National Gallery of Canada

Located in a prominent position overlooking the city of Ottawa and the Parliament buildings, this is one of Canada's most identifiable buildings and one of Safdie's best-known projects. The Gallery contains a fine arts museum, as well as an auditorium and facilities for education, conservation, art storage and administration. One of the most recognizable features of the museum is the Great Hall, a crystalline dome-like structure that echoes the silhouette of the Parliamentary Library in a contemporary interpretation of the medieval Gothic.

The museum is conceived as a rich experiential sequence juxtaposing extroverted public spaces with ‘introverted’ gallery and contemplation spaces. To offer respite, the Gallery has three courtyards: the Garden courtyard, the Water courtyard and the Contemporary courtyard. All these spaces share a garden function as an oasis from the dominant physical setting and as such are spaces for rest and reflection.

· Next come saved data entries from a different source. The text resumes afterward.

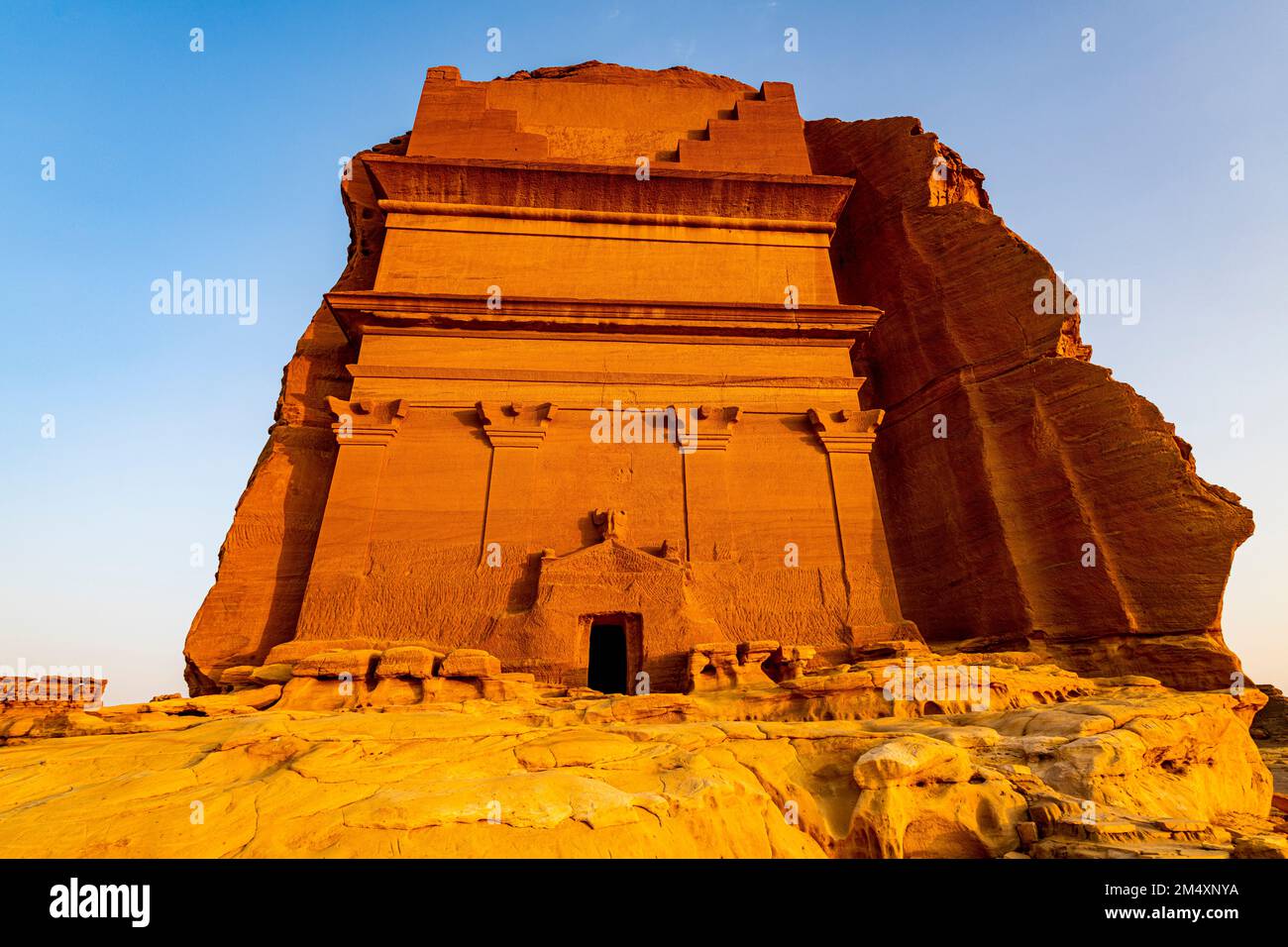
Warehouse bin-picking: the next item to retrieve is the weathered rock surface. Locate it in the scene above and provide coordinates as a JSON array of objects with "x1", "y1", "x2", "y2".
[
  {"x1": 185, "y1": 63, "x2": 1252, "y2": 694},
  {"x1": 184, "y1": 136, "x2": 407, "y2": 693},
  {"x1": 0, "y1": 657, "x2": 1285, "y2": 858},
  {"x1": 806, "y1": 117, "x2": 1252, "y2": 688}
]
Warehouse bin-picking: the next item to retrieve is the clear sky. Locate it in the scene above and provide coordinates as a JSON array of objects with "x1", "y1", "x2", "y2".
[{"x1": 0, "y1": 0, "x2": 1288, "y2": 702}]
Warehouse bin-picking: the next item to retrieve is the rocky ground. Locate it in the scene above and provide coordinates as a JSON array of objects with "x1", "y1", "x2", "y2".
[{"x1": 0, "y1": 655, "x2": 1288, "y2": 858}]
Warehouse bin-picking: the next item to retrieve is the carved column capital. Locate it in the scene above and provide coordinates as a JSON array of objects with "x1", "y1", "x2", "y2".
[
  {"x1": 474, "y1": 401, "x2": 559, "y2": 449},
  {"x1": 326, "y1": 398, "x2": 411, "y2": 447},
  {"x1": 686, "y1": 404, "x2": 742, "y2": 451},
  {"x1": 806, "y1": 407, "x2": 885, "y2": 454}
]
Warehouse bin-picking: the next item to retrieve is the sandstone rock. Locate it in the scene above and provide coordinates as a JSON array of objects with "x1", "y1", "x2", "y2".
[
  {"x1": 854, "y1": 734, "x2": 971, "y2": 789},
  {"x1": 439, "y1": 648, "x2": 501, "y2": 678},
  {"x1": 291, "y1": 650, "x2": 380, "y2": 681},
  {"x1": 0, "y1": 655, "x2": 1278, "y2": 857},
  {"x1": 806, "y1": 117, "x2": 1252, "y2": 688},
  {"x1": 376, "y1": 647, "x2": 443, "y2": 678},
  {"x1": 250, "y1": 664, "x2": 295, "y2": 684}
]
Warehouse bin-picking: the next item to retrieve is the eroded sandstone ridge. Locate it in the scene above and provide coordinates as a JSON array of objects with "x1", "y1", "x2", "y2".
[
  {"x1": 0, "y1": 652, "x2": 1288, "y2": 858},
  {"x1": 178, "y1": 63, "x2": 1252, "y2": 694}
]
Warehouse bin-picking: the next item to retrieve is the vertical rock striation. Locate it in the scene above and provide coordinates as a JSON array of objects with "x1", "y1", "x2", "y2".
[{"x1": 806, "y1": 117, "x2": 1252, "y2": 688}]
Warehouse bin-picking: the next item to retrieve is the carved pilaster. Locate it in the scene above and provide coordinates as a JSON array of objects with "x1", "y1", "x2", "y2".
[
  {"x1": 476, "y1": 401, "x2": 559, "y2": 562},
  {"x1": 680, "y1": 404, "x2": 742, "y2": 562},
  {"x1": 686, "y1": 404, "x2": 742, "y2": 451},
  {"x1": 326, "y1": 398, "x2": 409, "y2": 447},
  {"x1": 807, "y1": 407, "x2": 885, "y2": 454},
  {"x1": 476, "y1": 401, "x2": 559, "y2": 447},
  {"x1": 807, "y1": 408, "x2": 889, "y2": 583}
]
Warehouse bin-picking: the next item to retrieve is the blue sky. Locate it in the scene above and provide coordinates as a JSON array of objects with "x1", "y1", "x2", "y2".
[{"x1": 0, "y1": 0, "x2": 1288, "y2": 702}]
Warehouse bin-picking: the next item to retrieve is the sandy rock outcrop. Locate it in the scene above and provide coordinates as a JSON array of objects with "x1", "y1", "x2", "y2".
[{"x1": 0, "y1": 652, "x2": 1288, "y2": 858}]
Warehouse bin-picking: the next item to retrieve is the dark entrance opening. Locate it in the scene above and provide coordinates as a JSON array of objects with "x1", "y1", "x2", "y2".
[{"x1": 587, "y1": 621, "x2": 627, "y2": 693}]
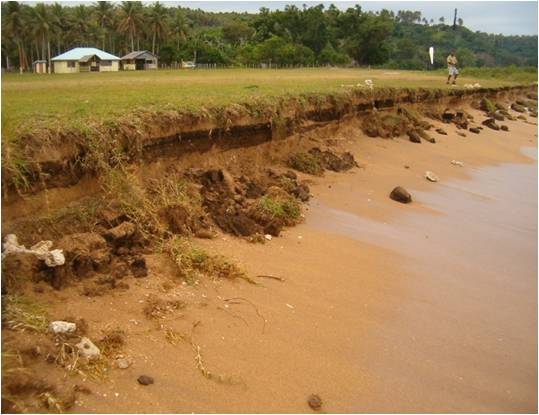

The main entrance pavilion leads to a ramp-glazed colonnade that ascends to the Great Hall. The sloped ramp colonnade leading into the Great Hall forms a ceremonial entrance sequence. A continuous view of Parliament Hill and the river forms an urban panorama before the meditative experience of the galleries. The design reflects an intense focus on the interaction between space and light. Galleries on the upper level are lit by traditional skylights, while galleries at the lower levels are illuminated by a system of shafts lined with reflective mylar which bounce natural light deep into the museum.